Categories
Electronic Medical Records Inpatient Practice

Are Verbal Orders A Patient Safety Concern?

Hospitals have a love-hate relationship with verbal orders. On the one hand, they can expedite care to the patient and can save physicians time. On the other hand, they can increase medical errors. Some groups believe strongly that the goal should be to have zero verbal orders whereas others believe that there should be no barriers to verbal orders. Electronic medical records have reduced the use of verbal orders in some situations but promoted the use of verbal orders in others.

The Joint Commission, the Leapfrog Group, the Institute of Medicine, and the Institute for Safe Medical Practice have all called for reducing or eliminating verbal orders. Nursing groups often see verbal orders as dangerous because of the risk that a verbal order error will place nurses in a position of liability. The Health Systems Management Society that determines best practices in hospital medical record keeping has set a goal that verbal orders should be < 10% of a hospital’s total inpatient orders and < 5% of a hospital’s total outpatient orders.  The literature is rife with anecdotes of the nurse who thought a doctor said to give a patient 10 mg of Viagra when the doctor actually said to give 10 mg of Allegra. The reality is that verbal orders can both improve patient safety and worsen patient safety.
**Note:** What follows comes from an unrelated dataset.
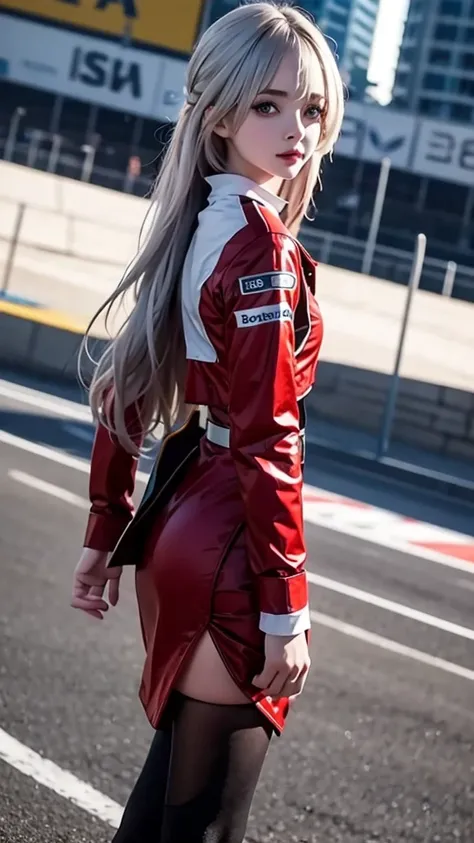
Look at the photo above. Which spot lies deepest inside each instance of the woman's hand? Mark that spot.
(286, 666)
(91, 576)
Electronic medical records have reduced verbal orders

Much of the literature on verbal orders is from a pre-electronic medical record era. 15 years ago, most hospital orders were written in the patient’s paper chart that was kept in a nursing station. For a physician to place an order, that physician had to go to the nursing station hand write the order. If the doctor was out of the hospital or was on a different floor of the hospital, then entering an order was not possible and verbal orders proliferated. A bad phone connection, a doctor with a foreign accent, or a lot of background noise in the nursing station helped to foster mistakes. Although physicians had to eventually sign those orders, signing often didn’t happen until weeks after the patient was discharged when the patient’s chart was flagged by the medical record department as containing an unsigned order. Every physician who practiced in the 1990’s can remember weekly trips to the medical record department where each physician would have a stack of discharged patient charts requiring signatures.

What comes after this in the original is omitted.